A signal or function is bandlimited if it contains no Energy at frequencies higher than some bandlimit or bandwidth,B. A signal that is bandlimited is constrained in how rapidly it changes in time, and therefore how much detail it can convey in an interval of time. The sampling theorem asserts that the uniformly spaced discrete samples are a complete representation of the signal if this bandwidth is less than half the sampling rate.
To formalize these concepts, let $ x(t)\, $ represent a continuous-time signal and $ X(w)\, $ be the continuous Fourier transform of that signal (which exists if $ x(t)\, $ is square-integrable)
- $ X(w)=\ \int_{-\infty}^{\infty} x(t) \ e^{- i 2 \pi w t} \ dt. \ $
The signal $ x(t)\, $ is bandlimited to a one-sided baseband bandwidth,B, if
- $ X(w) = 0 \quad $ for all $ |w| > B \, $
or, equivalently, the support of X supp(X)⊆[-B,B]. Then the sufficient condition for exact reconstructability from samples at a uniform sampling rate $ w_s\, $ (in samples per unit time) is
- $ w_s > 2 B,\, $
or equivalently
- $ B < { w_s \over 2 }.\, $
$ 2 B\, $ is called the Nyquist rate and is a property of the bandlimited signal, while $ w_s /2\, $ is called the Nyquist frequency and is a property of this sampling system.

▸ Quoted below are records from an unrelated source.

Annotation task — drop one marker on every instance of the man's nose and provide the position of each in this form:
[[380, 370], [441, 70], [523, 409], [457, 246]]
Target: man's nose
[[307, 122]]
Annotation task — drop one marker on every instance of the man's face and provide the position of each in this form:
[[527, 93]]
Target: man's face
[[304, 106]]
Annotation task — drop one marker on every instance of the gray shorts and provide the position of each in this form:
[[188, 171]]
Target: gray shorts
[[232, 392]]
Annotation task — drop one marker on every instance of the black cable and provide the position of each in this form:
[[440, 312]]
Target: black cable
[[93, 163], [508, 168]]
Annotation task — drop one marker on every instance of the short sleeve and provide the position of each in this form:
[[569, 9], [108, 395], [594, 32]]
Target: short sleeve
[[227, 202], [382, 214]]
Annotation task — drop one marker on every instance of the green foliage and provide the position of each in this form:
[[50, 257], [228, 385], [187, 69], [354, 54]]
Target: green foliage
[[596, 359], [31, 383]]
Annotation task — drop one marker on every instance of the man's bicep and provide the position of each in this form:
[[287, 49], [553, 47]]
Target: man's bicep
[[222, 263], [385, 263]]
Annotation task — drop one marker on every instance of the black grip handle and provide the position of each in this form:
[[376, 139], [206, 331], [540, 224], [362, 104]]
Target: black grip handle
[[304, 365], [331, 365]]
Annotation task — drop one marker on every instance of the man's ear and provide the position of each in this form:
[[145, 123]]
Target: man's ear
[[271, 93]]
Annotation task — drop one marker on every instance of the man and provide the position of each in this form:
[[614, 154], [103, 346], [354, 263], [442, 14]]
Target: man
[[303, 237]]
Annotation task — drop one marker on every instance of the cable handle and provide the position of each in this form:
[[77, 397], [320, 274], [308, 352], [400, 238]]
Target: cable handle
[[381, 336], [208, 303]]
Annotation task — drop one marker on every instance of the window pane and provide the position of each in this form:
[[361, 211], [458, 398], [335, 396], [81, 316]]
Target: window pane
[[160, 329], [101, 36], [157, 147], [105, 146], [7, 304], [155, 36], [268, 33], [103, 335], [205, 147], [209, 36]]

The time interval between successive samples is referred to as the sampling interval
- $ T\ =\ \frac{1}{w_s},\, $
and the samples of $ x(t)\, $ are denoted by
- $ x(nT) \quad n\in\mathbb{Z}\, $(integers).
The sampling theorem leads to a procedure for reconstructing the original $ x(t)\ $ from the samples and states sufficient conditions for such a reconstruction to be exact.